Wir arbeiten in möglichst ganzheitlicher Weise zusammen — Fachkräfte aus den Bereichen Psychiatrie, Sozialarbeit, Pflege, Kunsttherapie und die vielen Menschen in der »Alltagspflege« oft aus dem Dorf, die mit der Patientenschaft gemeinsam den Lebensalltag gestalten. Diese Crew arbeitet für jede Person nach einem personalisierten Therapieplan, bei dem auch die Familie der betreffenden Person einbezogen wird. Die gesamtgesellschaftlichen Aspekte dieser Therapiemöglichkeit sind nicht zu unterschätzen — auch weil wir ein gutes Miteinander mit unserer jüdisch-israelischen Nachbarschaft pflegen und es im Alltag immer wieder Möglichkeiten des gemeinsamen Austauschs gibt. Auch für das Frauenbild in der arabischen Gesellschaft wird hier einiges getan, aber wir hatten durchaus auch schon Fälle, wo das gleichberechtigte Miteinander dazu führen musste, dass eine pflegebedürftige Person nicht bei uns behandelt werden konnte. Die Ernsthaftigkeit, mit der wir in diesen Fragen unser Menschenbild innerlich und äußerlich hochhalten, hat eindrucksvolle Folgen. Auch an der Behandlung von Transgender-Personen (die natürlich nicht wegen ihres Trans-Seins behandelt werden sondern eher wegen der Folgewirkungen in der arabischen Gesellschaft!) haben alle Beteiligten vor allem eine gewisse Selbstverständlichkeit im Umgang mit dem Anderssein gelernt.

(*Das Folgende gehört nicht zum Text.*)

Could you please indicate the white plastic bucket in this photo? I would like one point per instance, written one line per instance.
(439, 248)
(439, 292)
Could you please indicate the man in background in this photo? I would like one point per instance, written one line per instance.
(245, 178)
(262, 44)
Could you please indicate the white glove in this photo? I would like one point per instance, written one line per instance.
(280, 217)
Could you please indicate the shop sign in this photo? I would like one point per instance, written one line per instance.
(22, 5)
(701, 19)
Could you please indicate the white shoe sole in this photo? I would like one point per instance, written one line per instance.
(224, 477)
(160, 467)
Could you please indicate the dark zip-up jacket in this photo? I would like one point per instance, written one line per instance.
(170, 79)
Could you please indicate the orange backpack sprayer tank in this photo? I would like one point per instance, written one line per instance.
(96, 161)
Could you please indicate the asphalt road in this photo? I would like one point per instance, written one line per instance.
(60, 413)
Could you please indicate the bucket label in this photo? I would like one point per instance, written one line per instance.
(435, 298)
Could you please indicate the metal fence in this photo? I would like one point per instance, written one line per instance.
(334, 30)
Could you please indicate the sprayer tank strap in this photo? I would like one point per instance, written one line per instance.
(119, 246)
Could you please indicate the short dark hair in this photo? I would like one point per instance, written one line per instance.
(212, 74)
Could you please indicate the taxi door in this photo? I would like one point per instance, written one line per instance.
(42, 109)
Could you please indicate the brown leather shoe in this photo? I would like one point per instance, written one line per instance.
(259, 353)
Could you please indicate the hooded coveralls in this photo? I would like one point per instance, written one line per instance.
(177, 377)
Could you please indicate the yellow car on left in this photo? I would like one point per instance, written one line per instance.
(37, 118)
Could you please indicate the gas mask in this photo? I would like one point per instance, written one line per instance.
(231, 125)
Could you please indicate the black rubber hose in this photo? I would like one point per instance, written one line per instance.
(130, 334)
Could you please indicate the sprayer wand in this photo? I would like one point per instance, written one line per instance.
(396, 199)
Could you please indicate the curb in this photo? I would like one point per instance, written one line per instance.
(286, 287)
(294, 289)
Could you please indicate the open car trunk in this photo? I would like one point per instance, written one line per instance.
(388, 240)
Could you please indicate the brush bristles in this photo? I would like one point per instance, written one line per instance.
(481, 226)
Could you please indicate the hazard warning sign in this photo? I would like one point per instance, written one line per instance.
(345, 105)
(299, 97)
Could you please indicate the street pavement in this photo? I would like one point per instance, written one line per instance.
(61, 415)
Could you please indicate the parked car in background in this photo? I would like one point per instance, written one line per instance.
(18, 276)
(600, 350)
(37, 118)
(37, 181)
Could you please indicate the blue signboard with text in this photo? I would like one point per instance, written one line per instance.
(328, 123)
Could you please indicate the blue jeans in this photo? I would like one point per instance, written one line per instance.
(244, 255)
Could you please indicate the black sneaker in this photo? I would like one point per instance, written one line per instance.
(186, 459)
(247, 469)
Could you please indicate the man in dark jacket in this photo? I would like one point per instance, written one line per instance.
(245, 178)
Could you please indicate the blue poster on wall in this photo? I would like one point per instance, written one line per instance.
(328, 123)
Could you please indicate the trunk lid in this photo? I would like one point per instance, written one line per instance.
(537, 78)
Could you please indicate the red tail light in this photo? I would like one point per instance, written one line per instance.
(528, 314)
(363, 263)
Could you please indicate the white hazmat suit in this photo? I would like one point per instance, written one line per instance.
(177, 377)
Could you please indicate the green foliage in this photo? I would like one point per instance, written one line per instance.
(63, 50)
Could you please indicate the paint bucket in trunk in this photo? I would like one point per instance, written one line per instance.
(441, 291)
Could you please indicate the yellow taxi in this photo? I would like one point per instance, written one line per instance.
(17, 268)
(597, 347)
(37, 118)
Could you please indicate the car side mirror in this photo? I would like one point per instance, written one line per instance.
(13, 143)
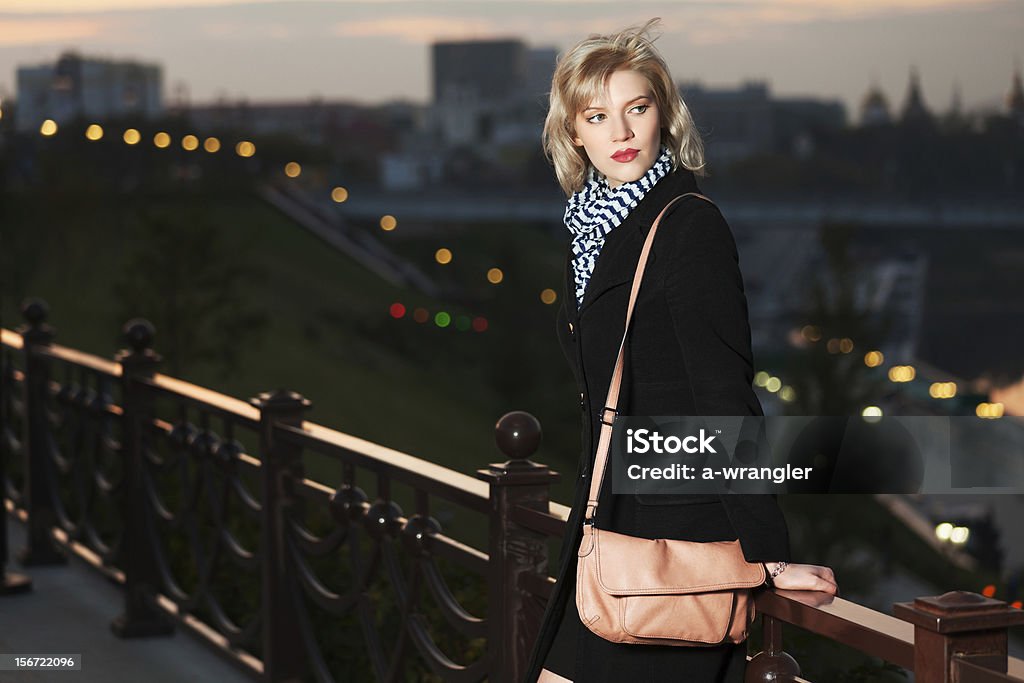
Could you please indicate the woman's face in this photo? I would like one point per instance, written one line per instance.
(622, 132)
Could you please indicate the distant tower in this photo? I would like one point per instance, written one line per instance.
(914, 110)
(954, 120)
(956, 103)
(875, 107)
(1015, 98)
(180, 99)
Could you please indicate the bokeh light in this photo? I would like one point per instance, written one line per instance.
(245, 148)
(989, 411)
(901, 373)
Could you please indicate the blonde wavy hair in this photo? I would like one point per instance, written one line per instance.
(581, 78)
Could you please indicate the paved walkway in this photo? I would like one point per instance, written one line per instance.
(70, 610)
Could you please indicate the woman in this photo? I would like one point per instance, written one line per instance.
(623, 144)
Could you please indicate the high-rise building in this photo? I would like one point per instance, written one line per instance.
(489, 92)
(734, 123)
(77, 86)
(488, 70)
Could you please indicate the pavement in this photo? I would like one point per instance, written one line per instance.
(69, 611)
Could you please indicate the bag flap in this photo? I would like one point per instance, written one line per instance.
(628, 565)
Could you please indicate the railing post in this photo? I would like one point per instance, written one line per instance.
(10, 582)
(141, 616)
(772, 663)
(38, 443)
(957, 624)
(284, 652)
(514, 551)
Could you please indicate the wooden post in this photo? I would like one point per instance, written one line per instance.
(772, 664)
(285, 656)
(38, 441)
(141, 616)
(10, 582)
(957, 624)
(514, 552)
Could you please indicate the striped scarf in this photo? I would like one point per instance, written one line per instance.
(596, 209)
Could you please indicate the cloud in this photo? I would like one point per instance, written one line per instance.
(421, 29)
(242, 32)
(36, 31)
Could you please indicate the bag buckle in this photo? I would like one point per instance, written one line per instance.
(604, 413)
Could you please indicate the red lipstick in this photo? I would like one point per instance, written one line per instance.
(626, 156)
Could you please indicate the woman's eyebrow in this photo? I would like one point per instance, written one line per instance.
(629, 102)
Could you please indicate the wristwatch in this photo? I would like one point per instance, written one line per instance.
(770, 575)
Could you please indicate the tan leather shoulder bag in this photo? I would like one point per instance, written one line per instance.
(663, 592)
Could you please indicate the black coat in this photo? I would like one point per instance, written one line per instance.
(688, 353)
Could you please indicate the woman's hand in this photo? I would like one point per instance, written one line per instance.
(805, 578)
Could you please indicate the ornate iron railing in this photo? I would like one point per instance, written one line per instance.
(202, 507)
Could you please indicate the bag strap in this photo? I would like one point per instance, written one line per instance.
(611, 402)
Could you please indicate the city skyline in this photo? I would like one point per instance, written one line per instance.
(297, 50)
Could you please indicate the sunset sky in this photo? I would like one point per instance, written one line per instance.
(377, 50)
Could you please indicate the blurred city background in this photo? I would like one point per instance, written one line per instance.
(349, 200)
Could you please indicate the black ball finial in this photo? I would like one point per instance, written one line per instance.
(35, 311)
(138, 334)
(518, 434)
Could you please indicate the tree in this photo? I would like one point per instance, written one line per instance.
(186, 280)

Das Haus bietet Rhythmus, Struktur, gemeinsames Leben und Arbeiten (Mitarbeit in Haushalt und Garten), Kultur und Sprache, und alles erweist sich als hilfreich und wirksam. Wir gehen davon aus, dass es bei emotionalen Zusammenbrüchen neben aller professioneller Behandlung notwendig ist, eine ganzheitlich-harmonische Umgebung zu schaffen, die menschlichen Bedürfnisse anspricht.
Inzwischen haben wir drei Werkstätten im Umfeld der Klinik — eine kleine Töpferei, eine Holzwerkstatt und eine Korbflechterei. Seit längerer Zeit haben wir auch den Wunsch nach therapeutisch wirksamer Gartenarbeit, die sich bisher auf die Gärten um unseren Gebäudekomplex beschränkte. Nun hat sich eine neue Möglichkeit ergeben, von der unsere Deutschen Freunde wissen sollten: Auf dem Stück Land, das 1998 der erste Kandidat für den Standort der Begegnungsstätte war, und das dann ausschied, weil dort nicht gebaut werden konnte, dürfen wir nun »Land bauen«, ja selbst Gewächshäuser errichten! Das ist eine gute Nachricht und wird uns — neben den Schafen, Ziegen und Hühnern von Faez Sawaed — die Möglichkeit bieten, Gesundung auch im Umgang mit der Erde zu erleben.